Jobstown trial told terrified Burton ‘ran for her life’ from protesters
Court told enraged crowd shouted names at former tánaiste such as ‘c**t’ and ‘bitch’
Former tánaiste Joan Burton said she was struck twice in the back of the neck when arriving for a graduation ceremony in Tallaght in November 2014. Photograph: Collins
The former Tánaiste and leader of the Labour Party, Joan Burton, has given evidence about being “terrified” and afraid for her life when trapped in garda vehicles surrounded by water charges protesters in Jobstown, Dublin in 2014.
Ms Burton told a trial in the Dublin Circuit Criminal Court that the three-hour ordeal was “very frightening” and that she and her then adviser Karen O’Connell were “very worried” about what might happen to them if the angry crowd had managed to open the car doors.
She was in the witness box on the first day of evidence in a trial where Solidarity TD Paul Murphy and six others, including two Solidarity councillors, are facing charges of the false imprisonment of the two women by restricting their liberty without their consent, at Fortunestown Road, Jobstown, Tallaght, Co Dublin, on November 15th, 2014.
Mr Murphy (34) of Kingswood Heights, Tallaght, has pleaded not guilty as have councillors Kieran Mahon (39), of Bolbrooke Grove, Tallaght, and Michael Murphy (53), of Whitechurch Way, Ballyboden, Dublin, and the other defendants Frank Donaghy (71), of Alpine Rise, Tallaght, Ken Purcell (50) of Kiltalown Green, Tallaght, Michael Banks (46), Brookfield Green, Tallaght, and Scott Masterson (34), of Carrigmore Drive, Tallaght.
Ms Burton told Sean Gillane SC, for the prosecution, that she had been invited to speak at a ceremony to mark the awarding of degrees and diplomas to people studying in association with the An Cosán continuing education centre in Jobstown, but that when walking in a procession from the centre to a nearby church, she had been hit on the back of the head twice by objects, one of them being a water balloon.
As she spoke in the church the number of protesters outside increased and she was advised to leave. However when she and Ms O’Connell went out a side door to a waiting garda car, the protesters surrounded it so that it could not move.
People were shouting abuse, banging on the car, and throwing missiles, she said. The abuse was “the usual stuff, bitch, c**t,” derogatory names for women and for gardai. “Just everyday stuff, I suppose, in a way.”
One woman was banging on the car, wishing all sorts of stuff upon her, she said. “Illnesses, death. She was just beside herself with rage.”
At one stage she saw Paul Murphy. “He had a megaphone and he was speaking.” With all the noise she couldn’t hear what was being said.

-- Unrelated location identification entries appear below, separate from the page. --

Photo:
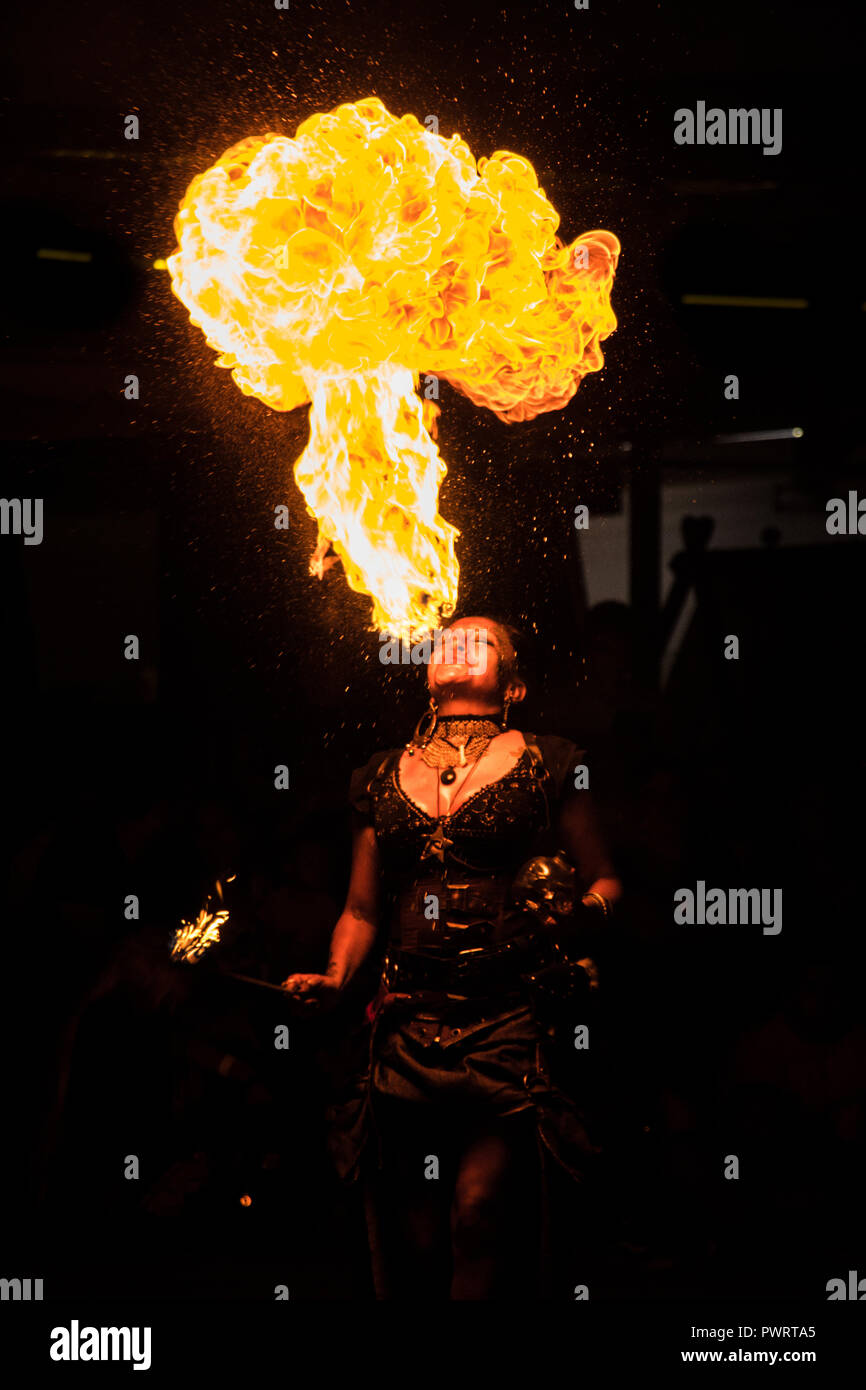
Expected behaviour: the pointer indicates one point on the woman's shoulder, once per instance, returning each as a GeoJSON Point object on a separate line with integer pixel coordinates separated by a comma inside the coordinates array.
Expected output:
{"type": "Point", "coordinates": [560, 756]}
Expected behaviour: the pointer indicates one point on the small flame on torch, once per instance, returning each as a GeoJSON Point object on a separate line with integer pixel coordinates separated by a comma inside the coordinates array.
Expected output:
{"type": "Point", "coordinates": [193, 938]}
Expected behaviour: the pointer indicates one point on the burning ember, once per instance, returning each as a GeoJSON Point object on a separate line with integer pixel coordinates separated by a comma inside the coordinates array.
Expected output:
{"type": "Point", "coordinates": [335, 268]}
{"type": "Point", "coordinates": [192, 938]}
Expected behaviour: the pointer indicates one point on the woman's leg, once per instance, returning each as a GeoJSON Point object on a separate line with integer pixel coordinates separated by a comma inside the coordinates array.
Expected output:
{"type": "Point", "coordinates": [495, 1211]}
{"type": "Point", "coordinates": [407, 1209]}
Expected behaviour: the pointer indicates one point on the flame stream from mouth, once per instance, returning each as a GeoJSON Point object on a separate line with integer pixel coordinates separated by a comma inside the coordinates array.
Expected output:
{"type": "Point", "coordinates": [339, 266]}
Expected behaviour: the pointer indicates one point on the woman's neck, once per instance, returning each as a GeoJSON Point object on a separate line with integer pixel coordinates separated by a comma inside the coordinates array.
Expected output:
{"type": "Point", "coordinates": [460, 706]}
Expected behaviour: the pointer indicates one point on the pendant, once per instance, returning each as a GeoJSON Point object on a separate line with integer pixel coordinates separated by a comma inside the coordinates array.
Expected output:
{"type": "Point", "coordinates": [437, 844]}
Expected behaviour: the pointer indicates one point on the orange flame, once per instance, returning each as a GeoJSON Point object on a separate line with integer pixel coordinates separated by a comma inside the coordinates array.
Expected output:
{"type": "Point", "coordinates": [338, 267]}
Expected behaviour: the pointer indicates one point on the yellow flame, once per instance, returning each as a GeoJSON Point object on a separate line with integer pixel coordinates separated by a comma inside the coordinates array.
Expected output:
{"type": "Point", "coordinates": [338, 267]}
{"type": "Point", "coordinates": [193, 938]}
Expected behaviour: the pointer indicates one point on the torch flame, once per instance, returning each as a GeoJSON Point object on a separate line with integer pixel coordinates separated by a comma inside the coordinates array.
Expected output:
{"type": "Point", "coordinates": [338, 267]}
{"type": "Point", "coordinates": [193, 938]}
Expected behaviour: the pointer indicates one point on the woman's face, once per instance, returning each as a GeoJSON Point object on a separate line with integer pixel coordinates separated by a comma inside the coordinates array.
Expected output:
{"type": "Point", "coordinates": [470, 660]}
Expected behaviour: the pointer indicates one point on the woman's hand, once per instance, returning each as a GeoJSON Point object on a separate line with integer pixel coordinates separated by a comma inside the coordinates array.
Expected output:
{"type": "Point", "coordinates": [316, 993]}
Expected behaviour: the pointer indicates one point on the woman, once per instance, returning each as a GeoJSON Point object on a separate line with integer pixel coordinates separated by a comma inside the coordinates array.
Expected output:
{"type": "Point", "coordinates": [456, 1108]}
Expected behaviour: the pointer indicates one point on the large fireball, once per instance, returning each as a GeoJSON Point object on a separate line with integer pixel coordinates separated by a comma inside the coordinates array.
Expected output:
{"type": "Point", "coordinates": [341, 267]}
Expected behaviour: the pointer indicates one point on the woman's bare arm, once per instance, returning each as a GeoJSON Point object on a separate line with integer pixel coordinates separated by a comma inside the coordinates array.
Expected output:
{"type": "Point", "coordinates": [356, 927]}
{"type": "Point", "coordinates": [583, 843]}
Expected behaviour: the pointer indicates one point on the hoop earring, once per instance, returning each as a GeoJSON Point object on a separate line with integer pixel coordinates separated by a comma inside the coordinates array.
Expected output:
{"type": "Point", "coordinates": [427, 723]}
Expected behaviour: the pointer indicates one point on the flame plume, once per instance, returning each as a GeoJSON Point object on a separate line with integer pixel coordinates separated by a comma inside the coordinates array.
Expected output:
{"type": "Point", "coordinates": [339, 266]}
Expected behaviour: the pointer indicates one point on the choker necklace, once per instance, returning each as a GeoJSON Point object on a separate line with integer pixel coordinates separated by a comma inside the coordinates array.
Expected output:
{"type": "Point", "coordinates": [458, 741]}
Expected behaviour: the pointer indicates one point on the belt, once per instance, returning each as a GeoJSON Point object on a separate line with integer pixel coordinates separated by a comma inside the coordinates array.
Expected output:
{"type": "Point", "coordinates": [469, 975]}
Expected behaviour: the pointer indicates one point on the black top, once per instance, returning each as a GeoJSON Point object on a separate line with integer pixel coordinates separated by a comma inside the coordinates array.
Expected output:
{"type": "Point", "coordinates": [494, 830]}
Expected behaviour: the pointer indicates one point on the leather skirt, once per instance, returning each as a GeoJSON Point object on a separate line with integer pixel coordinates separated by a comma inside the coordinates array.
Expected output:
{"type": "Point", "coordinates": [458, 1061]}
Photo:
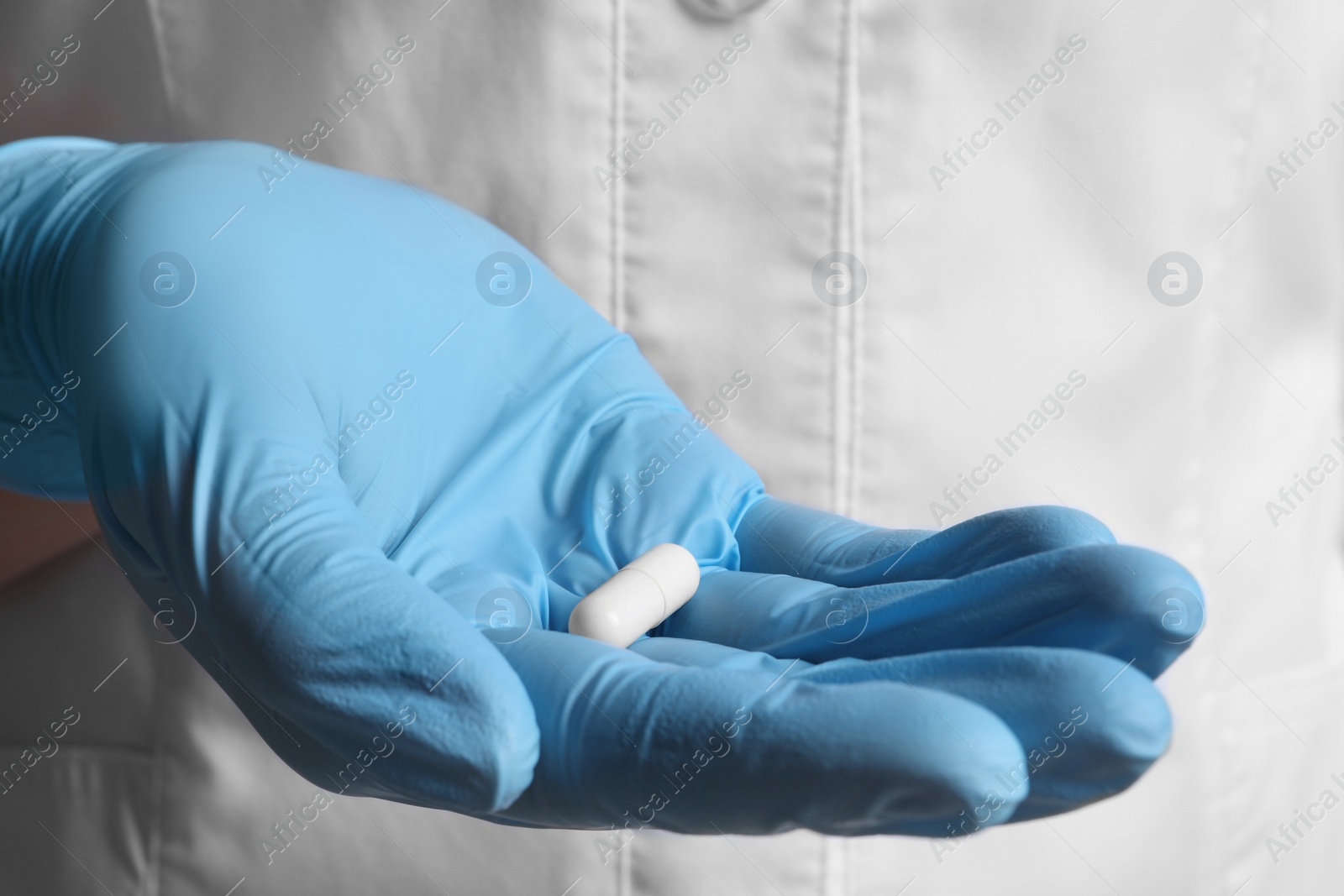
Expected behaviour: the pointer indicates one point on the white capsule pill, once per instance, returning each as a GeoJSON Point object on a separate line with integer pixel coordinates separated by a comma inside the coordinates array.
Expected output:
{"type": "Point", "coordinates": [640, 595]}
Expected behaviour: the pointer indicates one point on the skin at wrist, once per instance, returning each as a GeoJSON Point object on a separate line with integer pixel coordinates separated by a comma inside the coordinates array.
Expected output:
{"type": "Point", "coordinates": [35, 532]}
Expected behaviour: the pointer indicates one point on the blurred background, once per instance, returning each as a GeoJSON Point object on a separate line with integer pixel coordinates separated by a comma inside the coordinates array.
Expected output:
{"type": "Point", "coordinates": [1140, 223]}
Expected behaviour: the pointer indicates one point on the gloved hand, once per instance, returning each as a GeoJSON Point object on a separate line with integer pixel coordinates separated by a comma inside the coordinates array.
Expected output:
{"type": "Point", "coordinates": [363, 453]}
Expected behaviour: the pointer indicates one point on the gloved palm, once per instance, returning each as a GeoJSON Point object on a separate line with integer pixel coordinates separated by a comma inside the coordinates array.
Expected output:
{"type": "Point", "coordinates": [365, 517]}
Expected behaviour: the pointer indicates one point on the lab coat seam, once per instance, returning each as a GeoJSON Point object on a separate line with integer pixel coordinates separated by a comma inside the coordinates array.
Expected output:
{"type": "Point", "coordinates": [859, 249]}
{"type": "Point", "coordinates": [839, 234]}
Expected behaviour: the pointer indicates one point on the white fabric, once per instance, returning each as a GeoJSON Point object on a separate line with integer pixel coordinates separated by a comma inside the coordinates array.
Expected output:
{"type": "Point", "coordinates": [1032, 262]}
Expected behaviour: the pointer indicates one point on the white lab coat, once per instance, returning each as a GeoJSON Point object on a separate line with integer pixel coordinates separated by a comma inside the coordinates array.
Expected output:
{"type": "Point", "coordinates": [990, 280]}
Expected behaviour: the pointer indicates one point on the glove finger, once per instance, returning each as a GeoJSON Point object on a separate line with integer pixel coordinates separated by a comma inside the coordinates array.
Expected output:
{"type": "Point", "coordinates": [1104, 598]}
{"type": "Point", "coordinates": [629, 741]}
{"type": "Point", "coordinates": [1089, 725]}
{"type": "Point", "coordinates": [790, 539]}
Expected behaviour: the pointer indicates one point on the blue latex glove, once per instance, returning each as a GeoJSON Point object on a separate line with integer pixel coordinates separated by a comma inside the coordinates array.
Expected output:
{"type": "Point", "coordinates": [373, 537]}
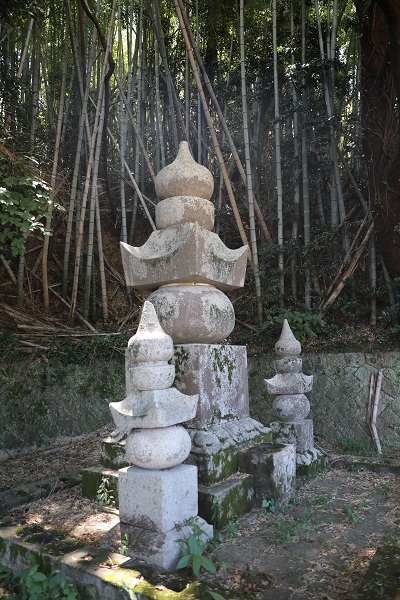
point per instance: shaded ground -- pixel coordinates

“He looked pretty happy with himself, I have to say. He was smiling pretty broadly. He was the man with the megaphone.”
After about an hour they moved, on garda advice, to a garda jeep, having to run between two lines of gardaí while doing so. She began to worry that her left shoe was slipping off. “Quite frankly, I was terrified I was going to fall,” she said.
“I kept thinking if the crowd got us, where would we run to, and how would I run without my shoe?”
When they got to the jeep the two women were again surrounded, and ended up stuck in the jeep for another two hours. She saw Paul Murphy walk away in the company of a garda “and he actually looked very happy with himself, very self confident.”
After two hours, on garda advice, they left the jeep and ran to another two cars. They ran across some open ground, surrounded by gardaí.“I felt I was running for my life,” she said.
At times Ms Burton fought to suppress tears as she recalled the events. The court was crowded for her testimony and among those listening were her husband, Pat Carroll, and daughter Aoife.
Asked by Sean Guerin SC, for Paul Murphy, if she recalled hearing any political slogans on the day, she said she said heard Paul Murphy at one stage say “peaceful protest, or something like that”.
She is to continue to give evidence Friday.